– А ты, папуля, не очень тут расхозяйничался?
– Ты о чем, доченька?
– Шастаешь обутый по персидским коврам, хватаешь
антикварные статуэтки грязными руками…
– Так ты б мне тапочки предложила, я бы переобулся. А
руки я вымыл перед тем, как к тебе поехать, – с фальшивым смирением
проговорил он, но тут же сменил тон на привычный – грубоватый: – Что же
касается моего хозяйничанья, то не забывай, я вырос в этой квартире и по
персидским коврам ходил задолго до тебя…
– Да какая разница! – вспылила Ева. –
Теперь-то это мой дом и…
– А твой он лишь потому, что я такой добрый – позволяю
тебе тут жить. Была б моя воля, выкатилась бы ты отсюда еще тогда, когда ту
аферу с выселением собственной бабки проворачивала… – Заметив
растерянность на лице дочери, Новицкий усмехнулся: – А ты думала, я не в курсе?

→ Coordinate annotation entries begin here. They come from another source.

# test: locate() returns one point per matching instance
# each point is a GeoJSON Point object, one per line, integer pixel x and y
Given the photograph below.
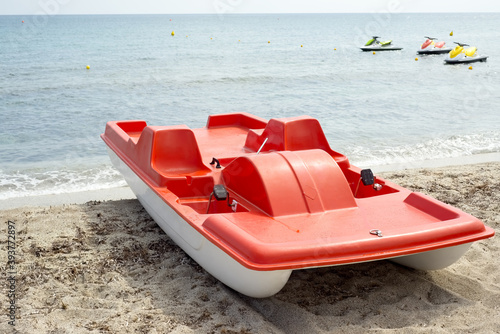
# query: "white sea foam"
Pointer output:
{"type": "Point", "coordinates": [47, 182]}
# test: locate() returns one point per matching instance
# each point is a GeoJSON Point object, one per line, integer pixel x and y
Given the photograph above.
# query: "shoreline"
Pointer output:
{"type": "Point", "coordinates": [106, 267]}
{"type": "Point", "coordinates": [124, 192]}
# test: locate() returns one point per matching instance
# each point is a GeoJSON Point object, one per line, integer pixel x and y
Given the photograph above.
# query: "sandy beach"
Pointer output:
{"type": "Point", "coordinates": [106, 267]}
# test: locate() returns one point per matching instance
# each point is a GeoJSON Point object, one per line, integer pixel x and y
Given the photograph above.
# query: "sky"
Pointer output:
{"type": "Point", "coordinates": [61, 7]}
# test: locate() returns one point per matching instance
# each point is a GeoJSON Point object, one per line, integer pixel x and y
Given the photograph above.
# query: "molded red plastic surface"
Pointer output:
{"type": "Point", "coordinates": [299, 203]}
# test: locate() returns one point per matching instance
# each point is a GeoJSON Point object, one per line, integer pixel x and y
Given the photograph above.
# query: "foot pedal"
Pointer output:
{"type": "Point", "coordinates": [367, 177]}
{"type": "Point", "coordinates": [220, 192]}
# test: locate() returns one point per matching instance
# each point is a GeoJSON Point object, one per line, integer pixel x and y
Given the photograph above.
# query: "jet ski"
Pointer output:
{"type": "Point", "coordinates": [375, 45]}
{"type": "Point", "coordinates": [431, 47]}
{"type": "Point", "coordinates": [460, 55]}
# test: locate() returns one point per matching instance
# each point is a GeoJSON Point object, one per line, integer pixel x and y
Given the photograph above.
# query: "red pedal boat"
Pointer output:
{"type": "Point", "coordinates": [251, 200]}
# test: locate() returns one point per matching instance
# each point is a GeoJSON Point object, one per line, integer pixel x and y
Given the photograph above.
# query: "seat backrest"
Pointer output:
{"type": "Point", "coordinates": [175, 152]}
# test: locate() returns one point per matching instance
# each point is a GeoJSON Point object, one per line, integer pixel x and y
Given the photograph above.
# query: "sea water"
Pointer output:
{"type": "Point", "coordinates": [378, 109]}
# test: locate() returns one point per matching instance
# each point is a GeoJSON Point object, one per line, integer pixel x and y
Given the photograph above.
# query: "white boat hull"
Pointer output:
{"type": "Point", "coordinates": [253, 283]}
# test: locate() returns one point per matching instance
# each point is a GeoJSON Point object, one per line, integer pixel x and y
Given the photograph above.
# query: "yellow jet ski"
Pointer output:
{"type": "Point", "coordinates": [461, 55]}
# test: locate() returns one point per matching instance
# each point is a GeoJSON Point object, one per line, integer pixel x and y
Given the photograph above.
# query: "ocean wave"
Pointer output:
{"type": "Point", "coordinates": [36, 182]}
{"type": "Point", "coordinates": [436, 148]}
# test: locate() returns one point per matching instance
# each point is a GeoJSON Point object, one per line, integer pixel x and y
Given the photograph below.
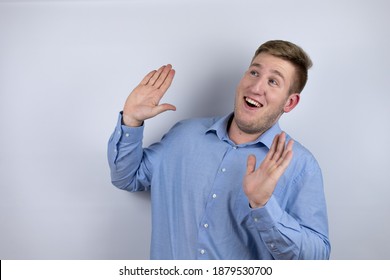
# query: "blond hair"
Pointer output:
{"type": "Point", "coordinates": [292, 53]}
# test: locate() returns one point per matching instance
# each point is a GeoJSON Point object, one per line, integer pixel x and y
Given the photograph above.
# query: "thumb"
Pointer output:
{"type": "Point", "coordinates": [250, 164]}
{"type": "Point", "coordinates": [162, 108]}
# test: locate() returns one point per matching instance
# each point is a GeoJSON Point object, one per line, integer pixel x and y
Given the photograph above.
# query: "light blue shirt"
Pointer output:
{"type": "Point", "coordinates": [199, 209]}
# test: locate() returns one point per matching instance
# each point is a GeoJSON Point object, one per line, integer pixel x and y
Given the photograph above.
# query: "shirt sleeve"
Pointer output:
{"type": "Point", "coordinates": [300, 230]}
{"type": "Point", "coordinates": [129, 164]}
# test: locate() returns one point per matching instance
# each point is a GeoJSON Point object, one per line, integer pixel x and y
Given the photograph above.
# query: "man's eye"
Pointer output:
{"type": "Point", "coordinates": [273, 82]}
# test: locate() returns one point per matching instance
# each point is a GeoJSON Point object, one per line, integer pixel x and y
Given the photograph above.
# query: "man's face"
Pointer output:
{"type": "Point", "coordinates": [263, 94]}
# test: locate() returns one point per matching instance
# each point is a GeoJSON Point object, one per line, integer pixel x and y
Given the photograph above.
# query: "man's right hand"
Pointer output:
{"type": "Point", "coordinates": [143, 101]}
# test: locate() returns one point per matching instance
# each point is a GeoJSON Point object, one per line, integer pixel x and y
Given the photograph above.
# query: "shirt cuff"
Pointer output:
{"type": "Point", "coordinates": [128, 134]}
{"type": "Point", "coordinates": [266, 217]}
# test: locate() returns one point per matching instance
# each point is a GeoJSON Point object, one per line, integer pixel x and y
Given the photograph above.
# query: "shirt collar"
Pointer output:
{"type": "Point", "coordinates": [221, 125]}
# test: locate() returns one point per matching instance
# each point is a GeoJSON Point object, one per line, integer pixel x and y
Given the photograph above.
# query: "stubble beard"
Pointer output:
{"type": "Point", "coordinates": [259, 126]}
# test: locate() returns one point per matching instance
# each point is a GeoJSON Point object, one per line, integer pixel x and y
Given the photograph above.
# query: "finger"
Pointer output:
{"type": "Point", "coordinates": [272, 149]}
{"type": "Point", "coordinates": [286, 150]}
{"type": "Point", "coordinates": [250, 164]}
{"type": "Point", "coordinates": [156, 75]}
{"type": "Point", "coordinates": [163, 76]}
{"type": "Point", "coordinates": [162, 108]}
{"type": "Point", "coordinates": [146, 79]}
{"type": "Point", "coordinates": [168, 81]}
{"type": "Point", "coordinates": [279, 147]}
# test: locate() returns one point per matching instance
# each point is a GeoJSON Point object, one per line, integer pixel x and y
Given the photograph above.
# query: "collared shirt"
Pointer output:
{"type": "Point", "coordinates": [199, 209]}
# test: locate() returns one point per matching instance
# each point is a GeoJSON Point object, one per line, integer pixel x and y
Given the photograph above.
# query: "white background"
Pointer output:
{"type": "Point", "coordinates": [66, 68]}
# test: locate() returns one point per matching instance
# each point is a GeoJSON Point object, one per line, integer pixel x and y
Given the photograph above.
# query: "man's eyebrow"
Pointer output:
{"type": "Point", "coordinates": [276, 72]}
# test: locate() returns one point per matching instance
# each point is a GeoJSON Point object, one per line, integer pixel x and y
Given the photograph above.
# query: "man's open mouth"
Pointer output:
{"type": "Point", "coordinates": [252, 103]}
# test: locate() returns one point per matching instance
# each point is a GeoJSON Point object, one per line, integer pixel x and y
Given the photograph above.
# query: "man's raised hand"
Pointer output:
{"type": "Point", "coordinates": [259, 184]}
{"type": "Point", "coordinates": [144, 101]}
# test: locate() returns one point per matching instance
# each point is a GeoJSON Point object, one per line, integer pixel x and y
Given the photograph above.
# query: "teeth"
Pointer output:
{"type": "Point", "coordinates": [253, 102]}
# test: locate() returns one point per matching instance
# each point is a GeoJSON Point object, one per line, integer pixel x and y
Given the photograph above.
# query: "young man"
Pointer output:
{"type": "Point", "coordinates": [210, 199]}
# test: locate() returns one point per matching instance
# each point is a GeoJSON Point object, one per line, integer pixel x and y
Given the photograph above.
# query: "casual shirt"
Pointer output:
{"type": "Point", "coordinates": [199, 209]}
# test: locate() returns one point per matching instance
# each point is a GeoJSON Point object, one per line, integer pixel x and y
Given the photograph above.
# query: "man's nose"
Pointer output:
{"type": "Point", "coordinates": [258, 86]}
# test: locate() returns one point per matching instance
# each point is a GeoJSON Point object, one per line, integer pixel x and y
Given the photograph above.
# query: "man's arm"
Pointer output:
{"type": "Point", "coordinates": [129, 163]}
{"type": "Point", "coordinates": [143, 102]}
{"type": "Point", "coordinates": [300, 233]}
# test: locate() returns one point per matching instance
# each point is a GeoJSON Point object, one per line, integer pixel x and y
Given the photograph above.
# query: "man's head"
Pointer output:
{"type": "Point", "coordinates": [270, 87]}
{"type": "Point", "coordinates": [292, 53]}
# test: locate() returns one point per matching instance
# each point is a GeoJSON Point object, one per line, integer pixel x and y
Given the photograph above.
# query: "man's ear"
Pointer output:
{"type": "Point", "coordinates": [291, 102]}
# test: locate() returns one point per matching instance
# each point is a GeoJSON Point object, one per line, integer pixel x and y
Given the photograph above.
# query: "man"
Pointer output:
{"type": "Point", "coordinates": [210, 199]}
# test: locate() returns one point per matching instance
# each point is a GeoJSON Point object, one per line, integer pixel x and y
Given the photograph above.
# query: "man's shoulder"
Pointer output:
{"type": "Point", "coordinates": [197, 125]}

Да я узнал об этом в тот же день, когда ты со своим любовником-нотариусом
сговорилась, только вмешиваться не стал, дай, думаю, посмотрю, кто из двух
ведьм победит: молодая или старая?! – Вульф одобрительно подмигнул
Еве. – Но ты молодцом оказалась, переиграла свою бабульку, хотя я, честно
говоря, ставил на нее. До тебя Элеонору переиграть никому не удавалось. Как
умудрилась-то, дочура?
Ева не стала ничего отвечать, она вообще решила больше с так
называемым отцом не разговаривать. Демонстративно фыркнув, она подошла к бару и
налила себе и Вульфу по сто граммов виски. Но папашка от своей порции
отказался.
– Я не пью, – сказал он, усаживаясь на диван и
беря в руки журнал с Евой на обложке. – Пришлось отказаться от алкоголя,
чтобы похудеть, а теперь просто не хочется…
Ева пожала плечами и взяла оба стакана себе. Но не успела
сделать и глотка, как по квартире разнесся звонок, ознаменовавший появление
Гоши.
Продюсер ввалился в квартиру и, как всегда, вместо
приветствия начал жаловаться на погоду, пробки, свою язву. Он трещал без
умолку, успевая при этом раздеваться, рыться в портфеле, щелкать кнопками
сотового телефона. Гоша был очень деятельным, но чрезмерно суетливым, из-за
чего Еве казался похожим на Лео из «Смертельного оружия». Он и внешне чем-то
напоминал Джона Пеши: такой же невысокий, упитанный, лысоватый, с большим носом
и узкими хитрыми глазками. Только голос у Гоши был не скрипуче-писклявый, а
красивый, глубокий, очень сексуальный. Слыша его в трубке, Ева всегда
поражалась, как мужчина с таким чувственным голосом может так бледно выглядеть.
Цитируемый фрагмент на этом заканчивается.